Just last week, it paid $100m to Rigel Pharmaceuticals for the rights to its next-generation rheumatoid arthritis drug. Rigel has already carried out the Phase I and Phase II early and mid-stage trials, but AstraZeneca will design the final Phase III trial.

Gary Waanders, an analyst at Nomura Code, said that outsourcing the earlier stages of research made sense, leaving the big pharmas free to focus their efforts on getting drugs to market: "Pharma companies are generally very good at this bit of development because of their extensive clinical networks and logistic resources and also their financial resources."

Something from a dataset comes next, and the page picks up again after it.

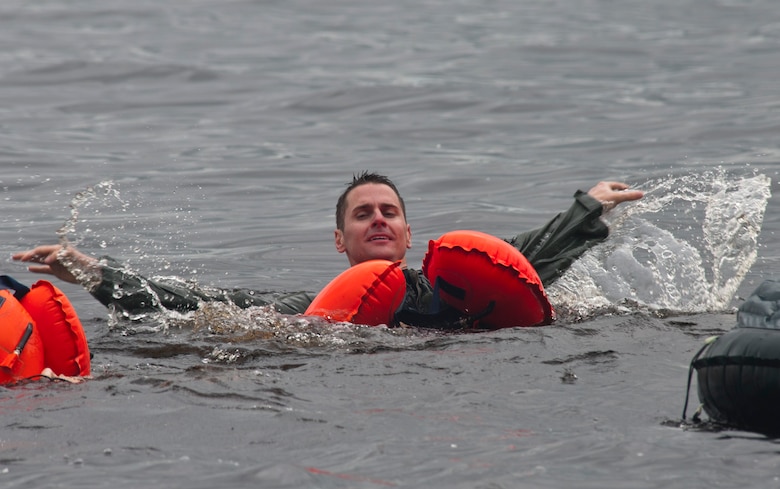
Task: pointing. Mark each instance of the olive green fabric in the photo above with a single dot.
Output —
(551, 249)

But where does the shift to externalising early-stage research leave the biotech companies trying to track down those promising chemical compounds?

Mr Waanders warned that the proliferation of biotech companies gave big pharmas lots to choose from when looking for in-licensing deals, leaving pharmaceutical companies "holding most of the cards in licensing negotiations".

Andrew Heath, who sits on the board of the BioIndustry Association, warned that licensing deals could risk biotech companies becoming one-trick ponies.

"The risk is that you become dominated by a big partner and it becomes hard to do deals with other companies," he said.

However, he added that the advantages do outweigh the risks, adding that support from a major pharmaceutical company was the only way many cash-strapped biotech companies would have the opportunity to take their drugs to the marketplace.

Paul Cuddon, an analyst at KBC Peel Hunt, said that in-licensing played to the strengths of both big pharma and biotech.

"Big pharma is good at late- stage development, whereas biotech is good at discovery and quick decisions on whether a drug is good or not. The combination of the two is an excellent strategic fit," said Mr Cuddon.

He said that fit makes financial, as well as strategic sense.

"The cost of developing a drug is now estimated to be at $1bn - and the drug companies don't necessarily get anything out of their investment," he said. "So the drug companies are saying 'why don't we do a deal with a biotech company where we pay out $1bn but we get an approved drug at the end of it?'."

And as drug makers move to bolster their pipelines, that's a question to which – for many companies – the answer is looking increasingly obvious.